Wenn du dich für 1, 2, 3, und 4 als Gewinnzahlen entscheidest, dann gewinnst du ja, wenn die höchste Zahl bei beiden Würfeln 1, 2, 3 oder 4 ist. Du gewinnst bei 16 Würfelergebnissen, also bei allen Kombinationen, die es von 1 & 1 bis 4 & 4 gibt. Das heißt, es bleiben 20 Würfelkombinationen übrig für die Zahlen 5 und 6. Denn 36 minus 16 ergibt 20. Die Chance zu gewinnen ist also bei 5 und 6 größer.
Gewinnchancen richtig einschätzen kann echt schwer sein.

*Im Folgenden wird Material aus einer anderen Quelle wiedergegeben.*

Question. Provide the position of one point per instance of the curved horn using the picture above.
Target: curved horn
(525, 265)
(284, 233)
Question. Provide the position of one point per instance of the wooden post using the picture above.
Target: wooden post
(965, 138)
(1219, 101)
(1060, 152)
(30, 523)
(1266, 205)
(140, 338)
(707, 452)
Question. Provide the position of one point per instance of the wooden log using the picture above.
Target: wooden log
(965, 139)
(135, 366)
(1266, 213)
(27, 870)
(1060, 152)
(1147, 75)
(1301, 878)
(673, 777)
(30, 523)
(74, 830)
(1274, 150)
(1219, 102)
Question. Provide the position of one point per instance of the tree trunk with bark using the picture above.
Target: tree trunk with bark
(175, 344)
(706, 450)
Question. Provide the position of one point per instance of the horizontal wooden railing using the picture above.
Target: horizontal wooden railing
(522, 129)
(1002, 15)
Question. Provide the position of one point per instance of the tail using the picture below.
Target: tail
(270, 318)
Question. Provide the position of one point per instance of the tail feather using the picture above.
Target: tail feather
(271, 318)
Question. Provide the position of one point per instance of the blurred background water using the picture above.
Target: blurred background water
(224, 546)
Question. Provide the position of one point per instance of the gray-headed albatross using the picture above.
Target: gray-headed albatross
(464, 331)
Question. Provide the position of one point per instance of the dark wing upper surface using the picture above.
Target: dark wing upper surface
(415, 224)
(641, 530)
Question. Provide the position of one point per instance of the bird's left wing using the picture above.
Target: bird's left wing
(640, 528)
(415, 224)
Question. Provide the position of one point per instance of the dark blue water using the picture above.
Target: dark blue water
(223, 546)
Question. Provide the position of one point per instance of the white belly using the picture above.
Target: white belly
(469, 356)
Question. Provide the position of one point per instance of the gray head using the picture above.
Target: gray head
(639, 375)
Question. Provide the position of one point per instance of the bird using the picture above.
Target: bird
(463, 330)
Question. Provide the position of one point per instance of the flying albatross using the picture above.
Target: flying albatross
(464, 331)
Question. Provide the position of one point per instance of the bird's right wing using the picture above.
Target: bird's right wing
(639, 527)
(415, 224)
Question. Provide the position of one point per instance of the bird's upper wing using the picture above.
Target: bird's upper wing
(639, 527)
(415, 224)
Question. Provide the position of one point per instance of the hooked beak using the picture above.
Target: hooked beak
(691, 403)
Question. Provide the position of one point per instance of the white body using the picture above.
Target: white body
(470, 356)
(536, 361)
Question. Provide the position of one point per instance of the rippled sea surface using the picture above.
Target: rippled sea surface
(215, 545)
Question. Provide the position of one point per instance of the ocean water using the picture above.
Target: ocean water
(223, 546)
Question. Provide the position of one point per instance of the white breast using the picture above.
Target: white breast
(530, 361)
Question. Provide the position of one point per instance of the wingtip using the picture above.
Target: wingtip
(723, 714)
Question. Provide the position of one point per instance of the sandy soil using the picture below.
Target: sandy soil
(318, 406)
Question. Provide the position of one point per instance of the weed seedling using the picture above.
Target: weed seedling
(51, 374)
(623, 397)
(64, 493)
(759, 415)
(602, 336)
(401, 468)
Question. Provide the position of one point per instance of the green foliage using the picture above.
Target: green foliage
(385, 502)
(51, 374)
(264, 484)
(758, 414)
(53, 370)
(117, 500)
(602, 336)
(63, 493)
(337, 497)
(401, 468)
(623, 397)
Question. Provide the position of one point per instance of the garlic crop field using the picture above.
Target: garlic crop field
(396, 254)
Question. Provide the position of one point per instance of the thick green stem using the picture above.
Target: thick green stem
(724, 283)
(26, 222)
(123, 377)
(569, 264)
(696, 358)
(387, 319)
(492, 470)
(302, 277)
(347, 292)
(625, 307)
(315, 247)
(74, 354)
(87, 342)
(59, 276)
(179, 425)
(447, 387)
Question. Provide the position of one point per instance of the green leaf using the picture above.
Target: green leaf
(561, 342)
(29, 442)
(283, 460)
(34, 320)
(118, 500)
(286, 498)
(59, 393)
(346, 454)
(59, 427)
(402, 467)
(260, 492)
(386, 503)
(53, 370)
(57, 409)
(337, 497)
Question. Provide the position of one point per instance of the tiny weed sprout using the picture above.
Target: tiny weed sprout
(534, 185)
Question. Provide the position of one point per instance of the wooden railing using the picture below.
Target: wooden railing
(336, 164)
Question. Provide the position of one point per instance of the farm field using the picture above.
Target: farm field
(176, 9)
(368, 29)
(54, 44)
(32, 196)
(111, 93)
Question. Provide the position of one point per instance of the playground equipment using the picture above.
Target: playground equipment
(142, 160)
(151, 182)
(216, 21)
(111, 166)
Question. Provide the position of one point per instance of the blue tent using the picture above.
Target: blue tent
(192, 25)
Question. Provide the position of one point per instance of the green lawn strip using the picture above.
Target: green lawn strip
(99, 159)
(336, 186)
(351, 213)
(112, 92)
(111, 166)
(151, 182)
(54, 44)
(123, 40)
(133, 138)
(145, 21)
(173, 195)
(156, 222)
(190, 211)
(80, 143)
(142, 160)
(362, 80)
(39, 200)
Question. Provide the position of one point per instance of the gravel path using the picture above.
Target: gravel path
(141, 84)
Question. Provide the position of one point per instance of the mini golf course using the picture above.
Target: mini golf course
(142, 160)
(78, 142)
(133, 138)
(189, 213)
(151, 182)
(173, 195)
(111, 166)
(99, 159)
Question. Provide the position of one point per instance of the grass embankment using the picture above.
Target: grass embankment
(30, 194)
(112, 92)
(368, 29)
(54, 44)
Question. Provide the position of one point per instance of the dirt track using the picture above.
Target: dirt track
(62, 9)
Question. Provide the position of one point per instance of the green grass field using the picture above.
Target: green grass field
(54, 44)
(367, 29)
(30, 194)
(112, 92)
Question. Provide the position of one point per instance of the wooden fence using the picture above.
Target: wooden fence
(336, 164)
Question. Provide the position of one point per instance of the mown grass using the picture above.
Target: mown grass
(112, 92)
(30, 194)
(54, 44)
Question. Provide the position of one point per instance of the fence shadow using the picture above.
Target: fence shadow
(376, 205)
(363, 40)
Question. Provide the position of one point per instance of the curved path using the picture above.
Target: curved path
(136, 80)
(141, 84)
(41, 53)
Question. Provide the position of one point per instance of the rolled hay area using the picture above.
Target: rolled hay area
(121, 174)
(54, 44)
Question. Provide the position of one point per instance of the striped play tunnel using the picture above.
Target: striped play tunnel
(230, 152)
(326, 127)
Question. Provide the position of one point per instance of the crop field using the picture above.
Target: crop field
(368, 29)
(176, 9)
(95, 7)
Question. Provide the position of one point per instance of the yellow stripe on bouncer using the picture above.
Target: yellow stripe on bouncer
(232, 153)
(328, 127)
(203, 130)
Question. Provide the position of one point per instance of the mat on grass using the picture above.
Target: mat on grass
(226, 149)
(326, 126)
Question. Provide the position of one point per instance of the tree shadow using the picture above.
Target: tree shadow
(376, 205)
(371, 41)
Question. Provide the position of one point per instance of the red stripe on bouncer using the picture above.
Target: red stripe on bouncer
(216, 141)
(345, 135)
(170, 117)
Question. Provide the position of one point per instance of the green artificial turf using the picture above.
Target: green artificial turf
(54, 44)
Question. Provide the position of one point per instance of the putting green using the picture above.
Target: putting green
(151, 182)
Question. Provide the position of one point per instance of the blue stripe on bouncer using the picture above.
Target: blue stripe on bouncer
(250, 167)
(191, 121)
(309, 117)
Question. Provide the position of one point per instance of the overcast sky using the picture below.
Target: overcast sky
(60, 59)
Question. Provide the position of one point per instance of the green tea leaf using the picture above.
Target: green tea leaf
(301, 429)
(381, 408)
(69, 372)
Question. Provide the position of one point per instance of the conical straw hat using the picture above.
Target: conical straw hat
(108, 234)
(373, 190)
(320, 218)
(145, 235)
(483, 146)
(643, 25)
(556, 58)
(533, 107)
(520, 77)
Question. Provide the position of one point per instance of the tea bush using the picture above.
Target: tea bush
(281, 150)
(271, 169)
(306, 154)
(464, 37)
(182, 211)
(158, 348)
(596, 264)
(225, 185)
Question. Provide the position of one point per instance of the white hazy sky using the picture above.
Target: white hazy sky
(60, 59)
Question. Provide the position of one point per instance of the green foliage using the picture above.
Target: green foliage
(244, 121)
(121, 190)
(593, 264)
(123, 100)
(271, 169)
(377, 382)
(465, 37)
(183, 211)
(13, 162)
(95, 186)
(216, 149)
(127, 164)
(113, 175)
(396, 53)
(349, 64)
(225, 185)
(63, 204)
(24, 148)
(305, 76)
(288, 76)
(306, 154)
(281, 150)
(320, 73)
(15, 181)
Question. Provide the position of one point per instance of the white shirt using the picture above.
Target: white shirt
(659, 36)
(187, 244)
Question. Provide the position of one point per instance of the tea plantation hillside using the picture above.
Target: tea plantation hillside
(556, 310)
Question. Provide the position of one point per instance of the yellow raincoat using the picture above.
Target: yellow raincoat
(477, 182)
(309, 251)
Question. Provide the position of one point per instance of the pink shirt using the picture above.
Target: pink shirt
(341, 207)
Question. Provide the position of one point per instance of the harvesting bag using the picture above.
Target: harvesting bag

Wann hattest du das letzte Mal Schadenfreude?
Fünf
Was genau ist Schadenfreude eigentlich? Sie besteht aus zwei Wortelementen: Schaden und Freude. Genauer gesagt handelt es sich um das Gefühl der Freude, das man empfindet, wenn einem anderen ein Schaden widerfährt. Zum Beispiel: Jemand rennt schwungvoll nach draußen, übersieht dabei eine Glastür und knallt boing dagegen. Falls du jetzt beim Lesen grinst, hast du ein kleines bisschen Schadenfreude.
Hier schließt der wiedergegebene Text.